L’utilizzo di PFOA e PFOS è soggetto a severe restrizioni nell’Unione europea e in Svizzera, tuttavia, a causa della longevità di queste sostanze, si trovano ancora nell’ambiente e nell’uomo. Nella Confederazione, ad oggi, l’ordinanza sull’acqua potabile e sull’acqua per piscine e docce accessibili al pubblico prevede valori massimi soltanto per tre tipi di PFAS: 0,3 µg/l per il PFOS e il PFHxS, 0,5 µg/l per il PFOA. In seguito alle nuove direttive UE concernenti la qualità delle acque destinate al consumo umano, l’Ufficio federale della sicurezza alimentare e veterinaria (USAV) sta rivedendo i valori massimi legati alle PFAS. Dal 2026 saranno molto probabilmente sostituiti da un valore massimo di 0,1 µg/l per la somma di 20 diverse PFAS, in linea con i limiti UE.

Vietare i Pfas nella carta igienica.

Sull’impatto ambientale della carta igienica: nuova ricerca pubblicata su Environmental Science & Technology Letters e ripresa da The Guardian:   analizzati campioni dei 21 principali marchi a livello globale, riscontrando la presenza di sostanze perfluoroalchiliche (PFAS) in tutti i campioni testati.
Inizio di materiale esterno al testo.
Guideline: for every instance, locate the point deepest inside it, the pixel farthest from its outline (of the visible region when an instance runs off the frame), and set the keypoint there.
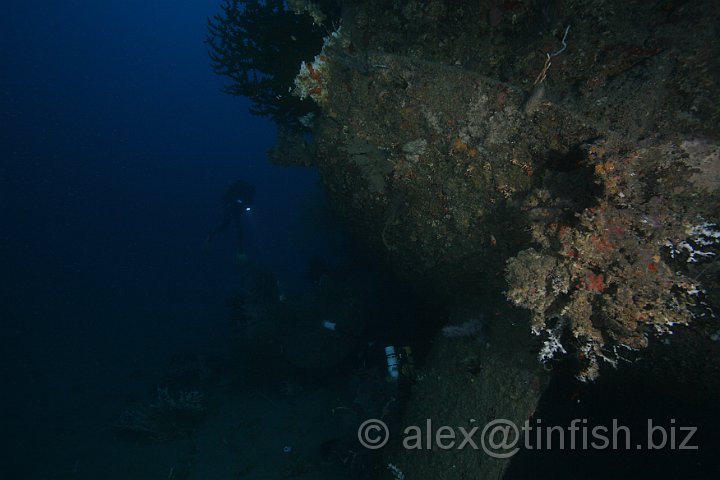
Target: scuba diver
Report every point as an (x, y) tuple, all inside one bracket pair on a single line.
[(237, 201)]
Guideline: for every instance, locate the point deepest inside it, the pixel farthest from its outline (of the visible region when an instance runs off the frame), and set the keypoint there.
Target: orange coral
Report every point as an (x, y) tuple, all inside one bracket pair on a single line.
[(595, 282)]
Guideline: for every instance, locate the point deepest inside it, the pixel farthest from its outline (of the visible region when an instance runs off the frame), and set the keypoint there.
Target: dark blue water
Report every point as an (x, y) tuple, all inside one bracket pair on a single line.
[(116, 144)]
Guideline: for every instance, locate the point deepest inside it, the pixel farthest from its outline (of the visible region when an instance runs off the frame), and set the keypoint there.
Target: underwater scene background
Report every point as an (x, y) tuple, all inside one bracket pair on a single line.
[(379, 239)]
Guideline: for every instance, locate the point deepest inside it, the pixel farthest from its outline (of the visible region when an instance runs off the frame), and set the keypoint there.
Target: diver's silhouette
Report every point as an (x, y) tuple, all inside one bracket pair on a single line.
[(237, 201)]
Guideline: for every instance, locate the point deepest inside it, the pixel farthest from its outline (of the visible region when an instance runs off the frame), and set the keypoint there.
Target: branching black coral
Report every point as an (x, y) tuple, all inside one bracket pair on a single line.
[(259, 45)]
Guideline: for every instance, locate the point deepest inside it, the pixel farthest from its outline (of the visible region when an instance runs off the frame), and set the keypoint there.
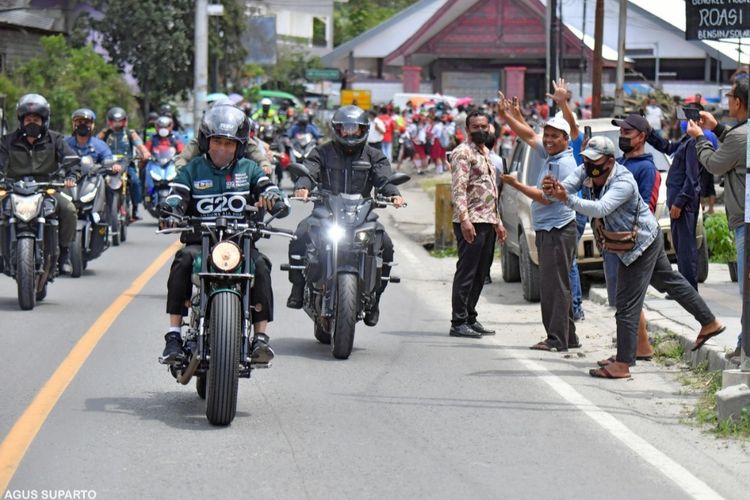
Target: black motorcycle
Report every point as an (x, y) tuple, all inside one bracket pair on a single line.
[(29, 234), (218, 339), (344, 264), (89, 196)]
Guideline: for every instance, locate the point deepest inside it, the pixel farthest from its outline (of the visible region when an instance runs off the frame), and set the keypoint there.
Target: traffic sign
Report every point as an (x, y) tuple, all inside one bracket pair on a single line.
[(315, 74)]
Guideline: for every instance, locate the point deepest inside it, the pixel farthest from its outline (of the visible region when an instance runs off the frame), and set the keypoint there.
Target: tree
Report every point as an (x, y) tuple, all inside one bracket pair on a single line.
[(69, 78), (154, 38)]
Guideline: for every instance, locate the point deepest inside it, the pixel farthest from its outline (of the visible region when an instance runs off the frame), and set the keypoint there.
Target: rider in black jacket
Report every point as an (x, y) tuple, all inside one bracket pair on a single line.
[(345, 165)]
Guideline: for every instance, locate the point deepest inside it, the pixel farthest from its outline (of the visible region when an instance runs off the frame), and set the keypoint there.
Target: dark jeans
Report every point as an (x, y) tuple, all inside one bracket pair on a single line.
[(556, 250), (474, 261), (685, 247), (653, 268), (179, 284)]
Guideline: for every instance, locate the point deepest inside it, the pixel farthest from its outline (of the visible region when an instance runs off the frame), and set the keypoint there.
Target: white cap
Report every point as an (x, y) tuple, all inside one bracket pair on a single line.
[(559, 123)]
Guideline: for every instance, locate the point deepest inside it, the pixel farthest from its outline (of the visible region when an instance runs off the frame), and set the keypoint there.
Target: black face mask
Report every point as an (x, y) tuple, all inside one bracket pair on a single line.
[(479, 137), (83, 130), (594, 170), (33, 130), (625, 144)]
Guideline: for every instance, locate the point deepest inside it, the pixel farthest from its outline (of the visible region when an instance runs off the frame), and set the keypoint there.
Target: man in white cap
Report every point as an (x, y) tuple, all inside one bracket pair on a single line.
[(554, 224)]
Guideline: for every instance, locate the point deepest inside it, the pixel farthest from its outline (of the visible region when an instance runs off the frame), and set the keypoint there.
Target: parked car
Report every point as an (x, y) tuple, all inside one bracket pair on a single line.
[(520, 261)]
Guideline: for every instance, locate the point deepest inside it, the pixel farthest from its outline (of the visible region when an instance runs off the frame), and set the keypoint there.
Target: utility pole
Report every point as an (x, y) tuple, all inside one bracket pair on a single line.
[(619, 89), (596, 78)]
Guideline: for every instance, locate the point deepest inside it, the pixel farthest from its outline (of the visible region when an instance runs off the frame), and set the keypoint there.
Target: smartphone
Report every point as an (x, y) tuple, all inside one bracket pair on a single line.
[(692, 114)]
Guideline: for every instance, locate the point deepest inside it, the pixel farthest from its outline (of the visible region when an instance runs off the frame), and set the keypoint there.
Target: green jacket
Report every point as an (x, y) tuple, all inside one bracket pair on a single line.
[(202, 190)]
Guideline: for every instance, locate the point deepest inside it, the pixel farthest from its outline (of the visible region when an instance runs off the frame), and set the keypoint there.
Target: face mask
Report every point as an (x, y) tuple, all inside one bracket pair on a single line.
[(593, 170), (33, 130), (479, 137), (83, 130), (625, 145)]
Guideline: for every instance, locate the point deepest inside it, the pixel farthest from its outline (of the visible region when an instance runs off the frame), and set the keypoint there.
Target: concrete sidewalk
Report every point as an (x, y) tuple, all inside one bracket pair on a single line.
[(721, 294)]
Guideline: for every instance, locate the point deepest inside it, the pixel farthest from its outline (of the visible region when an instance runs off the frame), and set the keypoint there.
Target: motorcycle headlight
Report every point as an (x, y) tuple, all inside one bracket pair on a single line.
[(26, 207), (362, 236), (86, 198), (226, 256), (336, 233)]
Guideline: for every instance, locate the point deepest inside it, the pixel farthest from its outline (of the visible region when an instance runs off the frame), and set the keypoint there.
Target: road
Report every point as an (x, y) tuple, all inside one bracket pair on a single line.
[(413, 412)]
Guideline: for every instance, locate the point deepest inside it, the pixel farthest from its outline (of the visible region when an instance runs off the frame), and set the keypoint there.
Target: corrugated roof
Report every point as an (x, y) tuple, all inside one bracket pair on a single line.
[(28, 20)]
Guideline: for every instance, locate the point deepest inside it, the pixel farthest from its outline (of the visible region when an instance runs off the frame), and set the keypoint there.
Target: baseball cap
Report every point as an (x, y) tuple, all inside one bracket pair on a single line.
[(597, 147), (633, 121), (559, 123)]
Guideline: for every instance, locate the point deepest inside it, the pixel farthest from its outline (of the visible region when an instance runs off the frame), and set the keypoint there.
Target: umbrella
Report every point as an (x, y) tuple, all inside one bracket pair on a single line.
[(215, 96)]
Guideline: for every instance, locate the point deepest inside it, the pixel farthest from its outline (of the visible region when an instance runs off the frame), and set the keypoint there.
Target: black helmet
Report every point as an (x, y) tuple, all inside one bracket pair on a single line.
[(224, 121), (33, 104), (116, 114), (83, 113), (350, 127)]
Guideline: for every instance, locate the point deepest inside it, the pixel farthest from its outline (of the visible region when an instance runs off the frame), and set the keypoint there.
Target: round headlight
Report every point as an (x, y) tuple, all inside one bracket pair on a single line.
[(226, 256)]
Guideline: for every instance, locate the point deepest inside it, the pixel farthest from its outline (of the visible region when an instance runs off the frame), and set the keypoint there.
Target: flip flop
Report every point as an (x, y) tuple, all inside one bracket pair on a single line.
[(702, 339), (604, 373)]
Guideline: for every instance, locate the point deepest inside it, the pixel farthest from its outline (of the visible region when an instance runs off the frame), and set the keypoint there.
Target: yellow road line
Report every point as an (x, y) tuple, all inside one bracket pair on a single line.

Il rilascio di PFAS a causa della carta igienica contaminata nelle acque reflue rappresenta una potenziale minaccia per la qualità dell’acqua stessa. Questi composti resistono ai normali trattamenti delle acque reflue, finendo per contaminare falde acquifere, fiumi e laghi. 

Sono rare le marche di “Carta igienica pfas free”:

Meno del 9% della plastica è riciclato.

Coca-Cola, Pepsi, Nestlé, Danone e altre 60 multinazionali sono responsabili di quasi la metà dell’inquinamento mondiale di plastica, tra cui 6 aziende che da sole rappresentano un quarto del totale. E’ ciò che emerge da un nuovo studio condotto da un team internazionale di scienziati e pubblicato sulla rivista scientifica Science Advances: si è basato sul lavoro di decine di migliaia di volontari che hanno analizzato da spiagge, parchi e fiumi quasi 2 milioni di rifiuti di plastica raccolti in 84 paesi diversi per un periodo di 5 anni.

The Coca-Cola Company ha risposto promettendo l’impegno di rendere riciclabile il 100% degli imballaggi entro il 2025, Danone e Nestlé hanno affermato di aver ridotto significativamente l’utilizzo di plastica e di sostenere programmi per la raccolta e riciclaggio di rifiuti. Sta di fatto che la produzione di plastica è raddoppiata dagli inizi del 2000 e alcuni studi mostrerebbero che solo il 9% della plastica viene effettivamente riciclato.